Mr. Munro to Mr. Seward.
Sir: In my dispatch No. 467, of March 24, I had the honor of alluding to the trouble caused to the government of this country by the large number of operatives out of work, and much annoyance has been created in the town of Lisbon by demonstrations got up by certain parties here, who, under the guise of sympathy for the distressed workmen, have tried to induce disorder and confusion, causing a good deal of agitation and alarm among the population of this town.
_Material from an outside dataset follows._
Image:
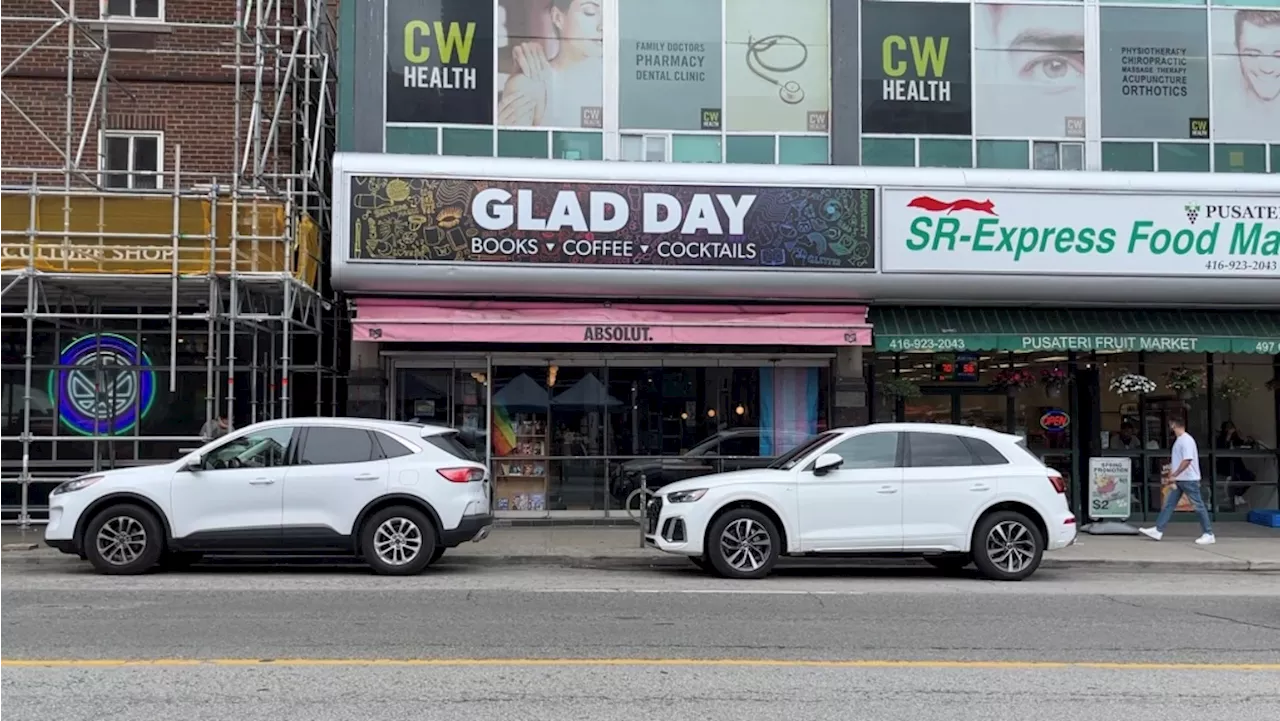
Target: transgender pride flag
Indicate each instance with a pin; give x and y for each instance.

On Sunday, the 12th instant, a public political club, whose chiefs and directors have not hesitated in openly discussing the propriety of calling for a change in the ruling charter, in adopting the so-called constitution of 1838, which establishes the national guard, and insuring more extended popular liberties, got up a demonstration by collecting a mob of so-called operatives out of work, who were led to the department of the interior, and being admitted to the respective secretary of state, vociferously and in a menacing manner demanded work and relief. The military and police were called out, and about 20 of the ringleaders were arrested. The remainder broke up into small bands, and on that and the next day began demanding, and in some cases enforcing, alms from shopkeepers, the banks, and principal private banking houses. These proceedings naturally alarmed the population, as in some cases threats were not spared that forcible means would be had recourse to for obtaining relief. For a couple of days all business was stopped, stores and offices were shut up, and were it not for the energetic and efficient measures adopted by the government, serious consequences might have resulted. For the present order appears to have been established, but the government has thought proper to convene the Cortes at once, instead of waiting for the day previously fixed on, the 27th instant, and on the 15th his Majesty the King opened the session in person. I have the honor of inclosing a translation of his Majesty’s speech on the occasion.
The circumstances alluded to therein, of her Majesty the Queen’s departure for Italy, took place on the 12th instant. Besides intending to be present at the marriage ceremony of her brother, it is believed that her Majesty’s health requires her temporary absence abroad.
I have the honor to remain, very respectfully, sir, your most obedient servant,
Hon. William H. Seward, Secretary of State, Washington, D. C.